Yogyakarta,Sayangi.Com– Kepolisian Daerah Istimewa Yogyakarta masih menyelidiki laporan hilangnya dokter Rica Tri Handayani (28) yang membawa serta anaknya Zafran Alif Wicaksono setelah berpamitan kepada suaminya Rabu pekan lalu (30/12).

“Kami langsung melakukan penyelidikan setelah mendapatkan laporan dari suaminya yang bernama Aditya Akbar Wicaksono,” kata Direktur Reserse Kriminal Umum Polda Yogyakarta Kombespol Hudit Wahyudi di Yogyakarta, Senin (4/1).

Menurut Hudit, sesuai penuturan suaminya, dokter muda alumnus Universitas Islam Indonesia (UII), Yogyakarta, angkatan 2006 itu berpamitan kepada suaminya dan kedua orang tua, kakak, serta adiknya.

Menurut dia, sebelumnya Rica yang berasal dari Lampung, tiba di Yogyakarta pada 12 Desember 2015 untuk mengunjungi suaminya yang sedang menempuh spesialisasi dokter bedah di Universitas Gadjah Mada.

Selanjutnya, pada 29 Desember 2015, Rica dan suaminya pergi ke rumah saudaranya di Maguwoharjo, Kabupaten Sleman, dan menginap di sana.

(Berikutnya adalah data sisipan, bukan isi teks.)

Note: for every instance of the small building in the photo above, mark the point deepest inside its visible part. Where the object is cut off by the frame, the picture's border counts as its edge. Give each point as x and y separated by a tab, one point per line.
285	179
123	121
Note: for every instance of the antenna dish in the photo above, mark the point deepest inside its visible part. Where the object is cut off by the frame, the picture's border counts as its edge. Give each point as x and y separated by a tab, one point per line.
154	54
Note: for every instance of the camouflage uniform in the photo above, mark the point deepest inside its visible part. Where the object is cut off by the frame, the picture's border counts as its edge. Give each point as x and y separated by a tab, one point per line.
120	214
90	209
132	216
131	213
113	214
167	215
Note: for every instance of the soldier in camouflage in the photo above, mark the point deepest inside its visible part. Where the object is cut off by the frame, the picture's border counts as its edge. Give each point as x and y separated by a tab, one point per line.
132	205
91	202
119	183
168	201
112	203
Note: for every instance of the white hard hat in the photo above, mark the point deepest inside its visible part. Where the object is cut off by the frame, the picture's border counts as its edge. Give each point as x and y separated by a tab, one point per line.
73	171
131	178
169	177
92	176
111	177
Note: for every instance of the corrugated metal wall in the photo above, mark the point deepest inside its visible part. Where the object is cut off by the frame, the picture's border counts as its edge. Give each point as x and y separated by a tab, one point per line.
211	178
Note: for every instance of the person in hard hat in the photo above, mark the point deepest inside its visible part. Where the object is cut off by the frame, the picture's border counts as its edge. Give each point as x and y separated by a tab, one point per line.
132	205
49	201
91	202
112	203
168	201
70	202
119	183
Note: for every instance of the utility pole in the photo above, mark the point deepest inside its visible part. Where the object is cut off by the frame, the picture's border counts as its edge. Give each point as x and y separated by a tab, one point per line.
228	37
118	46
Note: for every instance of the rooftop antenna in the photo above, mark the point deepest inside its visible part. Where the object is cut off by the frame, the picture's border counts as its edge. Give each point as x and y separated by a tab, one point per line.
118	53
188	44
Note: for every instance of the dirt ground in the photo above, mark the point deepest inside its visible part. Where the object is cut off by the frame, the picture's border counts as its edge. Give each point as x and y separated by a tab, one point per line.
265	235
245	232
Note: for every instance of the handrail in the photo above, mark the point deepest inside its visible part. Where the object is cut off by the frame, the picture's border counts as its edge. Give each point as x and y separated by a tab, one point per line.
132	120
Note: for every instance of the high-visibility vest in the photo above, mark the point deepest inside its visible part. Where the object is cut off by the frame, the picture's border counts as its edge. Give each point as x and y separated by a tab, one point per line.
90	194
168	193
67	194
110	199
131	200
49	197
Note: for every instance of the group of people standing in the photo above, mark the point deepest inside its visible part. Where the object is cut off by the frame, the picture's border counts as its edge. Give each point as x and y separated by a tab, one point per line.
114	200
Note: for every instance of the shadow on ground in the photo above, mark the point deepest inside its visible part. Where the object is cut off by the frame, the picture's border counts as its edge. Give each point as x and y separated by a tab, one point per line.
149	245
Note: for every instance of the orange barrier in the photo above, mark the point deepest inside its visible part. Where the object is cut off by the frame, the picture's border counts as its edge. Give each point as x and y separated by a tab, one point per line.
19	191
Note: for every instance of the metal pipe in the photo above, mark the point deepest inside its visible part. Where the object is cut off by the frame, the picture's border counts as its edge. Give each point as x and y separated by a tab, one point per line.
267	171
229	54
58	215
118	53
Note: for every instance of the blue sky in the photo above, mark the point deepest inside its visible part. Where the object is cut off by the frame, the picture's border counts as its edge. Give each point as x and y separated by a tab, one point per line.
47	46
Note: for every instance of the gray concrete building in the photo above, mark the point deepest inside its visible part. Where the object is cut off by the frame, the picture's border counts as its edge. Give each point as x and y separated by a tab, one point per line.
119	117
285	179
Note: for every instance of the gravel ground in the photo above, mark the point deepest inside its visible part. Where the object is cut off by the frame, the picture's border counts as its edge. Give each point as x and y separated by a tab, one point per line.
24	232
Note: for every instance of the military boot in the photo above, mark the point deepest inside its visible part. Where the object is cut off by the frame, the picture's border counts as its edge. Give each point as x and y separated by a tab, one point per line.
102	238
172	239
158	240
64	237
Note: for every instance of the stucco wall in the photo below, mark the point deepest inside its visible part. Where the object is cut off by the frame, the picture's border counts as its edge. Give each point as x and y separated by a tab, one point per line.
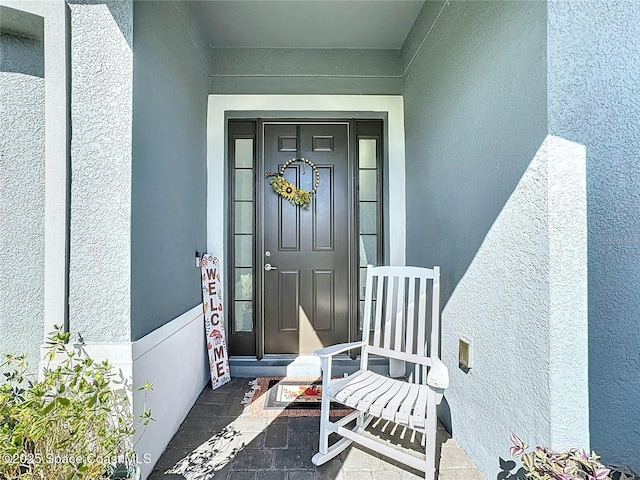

Keesokan harinya, pada 30 Desember 2015, ketika suaminya sedang menjalani pendidikan spesialisasi di RS Sardjito, Rica dan anaknya, Zafran Alif Wicaksono yang masih balita, meninggalkan rumah.

“Sesuai penuturan saudaranya ia dijemput seseorang yang masih terhitung kerabatnya. Penjemput itu juga menggunakan pakaian khusus,” kata dia.

Hudit melanjutkan, sebelum pergi Rica mengaku kepada orang tuanya bahwa dia akan pergi berjuang di jalan Allah, sedangkan kepada suaminya, Rica meninggalkan sepucuk surat.

Dalam suratnya, ia berkeluh kesah bahwa saat ini banyak terjadi bencana yang antara lain disebabkan banyaknya umat Islam yang telah jauh dari aqidah.

“Lantas dia berpamitan dan merasa bertanggung jawab dengan mengabdi di jalan Allah,” kata Hudit mengutip isi surat Rica kepada suaminya.

Hudit belum dapat menyimpulkan bahwa kepergian Rica terkait dengan organisasi tertentu.

“Kepada orang tuanya dikatakan dia tidak akan bergabung dengan organisasi sejenis ISIS. Ia juga mengatakan tidak akan pergi selamanya,” kata dia.

Untuk memperdalam penelusuran kasus, Hudit menyatakan Ditreskrimum Polda DIY telah membentuk dua tim untuk melakukan pencarian.

“Kami masih menyelidiki dari berbagai sumber,” kata Hudit.